5.0 out of 5 stars U.S. HISTORY TOLD THE RIGHT WAY… FOR ONCE

“History has many cunning passages, contrived corridors, and issues.” T.S. Eliot

Those of you who have read Howard Zinn’s A People’s History of the United States: 1492-Present (Perennial Classics) or Lies My Teacher Told Me: Everything Your American History Textbook Got Wrong, Revised and Updated Edition will devour Oliver Stone and Peter Kuznick’s The Untold History of the United States. These two intellects bring fresh insight to a benighted past. Minor footnotes and characters, like Henry Wallace, in our history’s drama are bought to the forefront for once. The reader becomes Dante to Oliver Stone and Professor Kusnick’s Virgil, taking us through the gates of Hell in our personal history. In these pages, the real Truman, Eisenhower, Reagan are exposed, not extolled or lionized. It is inscrutable and unconscionable what Truman did in Hiroshima. The truth behind who really defeated Germany. Terror bombing in WWII to terrorism in the present day. As Historian Henry Steele Commager once pointed out, “From the beginning of our history, we’ve been rather casual about our crimes.”

Although the book is a companion to the documentary series on Showtime, which is highly recommended, the book stands alone and independent; it covers, in 14 chapters, the most important moments where we got history wrong. Cognitive dissonance will kick in. A certain sciolism exists in our culture as we whistle in the dark.

This book reads like a modern-day version of Thucydides, the Greek historian, The History of the Peloponnesian War and the corruption of language.

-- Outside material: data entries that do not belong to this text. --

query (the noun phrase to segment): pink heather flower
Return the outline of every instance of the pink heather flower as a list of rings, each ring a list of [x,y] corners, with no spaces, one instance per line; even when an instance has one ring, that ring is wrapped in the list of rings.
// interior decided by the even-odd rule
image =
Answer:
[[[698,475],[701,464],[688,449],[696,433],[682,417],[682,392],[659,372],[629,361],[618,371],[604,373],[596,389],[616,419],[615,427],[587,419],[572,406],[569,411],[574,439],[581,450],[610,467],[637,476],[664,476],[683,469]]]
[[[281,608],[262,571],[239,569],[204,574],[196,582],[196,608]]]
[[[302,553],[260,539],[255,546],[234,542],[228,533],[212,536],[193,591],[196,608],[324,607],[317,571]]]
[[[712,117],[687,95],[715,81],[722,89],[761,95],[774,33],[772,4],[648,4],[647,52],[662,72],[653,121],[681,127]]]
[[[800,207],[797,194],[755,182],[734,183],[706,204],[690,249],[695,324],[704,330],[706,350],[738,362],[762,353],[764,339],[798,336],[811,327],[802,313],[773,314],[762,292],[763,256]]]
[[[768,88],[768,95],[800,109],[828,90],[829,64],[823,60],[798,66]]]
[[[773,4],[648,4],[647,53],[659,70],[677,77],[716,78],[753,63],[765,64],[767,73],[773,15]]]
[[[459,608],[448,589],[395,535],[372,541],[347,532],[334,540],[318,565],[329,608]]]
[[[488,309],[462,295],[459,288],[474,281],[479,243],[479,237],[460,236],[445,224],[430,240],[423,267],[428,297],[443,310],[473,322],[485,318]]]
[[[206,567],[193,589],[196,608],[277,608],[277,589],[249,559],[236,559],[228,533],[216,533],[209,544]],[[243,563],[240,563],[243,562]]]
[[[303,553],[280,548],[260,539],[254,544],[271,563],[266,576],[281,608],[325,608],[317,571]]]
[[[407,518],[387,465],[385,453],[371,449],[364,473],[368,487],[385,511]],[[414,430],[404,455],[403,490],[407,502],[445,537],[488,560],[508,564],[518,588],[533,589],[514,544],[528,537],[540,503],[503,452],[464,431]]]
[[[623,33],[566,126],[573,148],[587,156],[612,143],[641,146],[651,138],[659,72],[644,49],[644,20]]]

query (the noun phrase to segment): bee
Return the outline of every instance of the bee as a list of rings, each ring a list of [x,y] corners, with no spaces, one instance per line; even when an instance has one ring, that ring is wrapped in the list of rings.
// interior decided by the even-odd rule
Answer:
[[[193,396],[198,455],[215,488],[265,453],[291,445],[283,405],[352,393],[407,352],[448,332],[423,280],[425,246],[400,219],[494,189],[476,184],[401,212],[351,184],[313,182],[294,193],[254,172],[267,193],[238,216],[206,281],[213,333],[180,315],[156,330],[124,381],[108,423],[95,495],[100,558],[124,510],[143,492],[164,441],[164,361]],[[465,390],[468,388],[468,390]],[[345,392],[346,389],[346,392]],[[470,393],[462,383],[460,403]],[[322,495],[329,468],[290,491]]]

As a culture inculcated by an embellished history, remember this:

If we do not choose our leaders carefully and become more engaged and stop viewing history in hindsight, then we risk our nation becoming either a kakistocracy or catastrophe – you decide. You have more power then you think.
Think independently. “Question everything” as Marx once said.

Read this book.

Tell it right for once.

Warning: This book will keep you up all night… save it for a weekend read.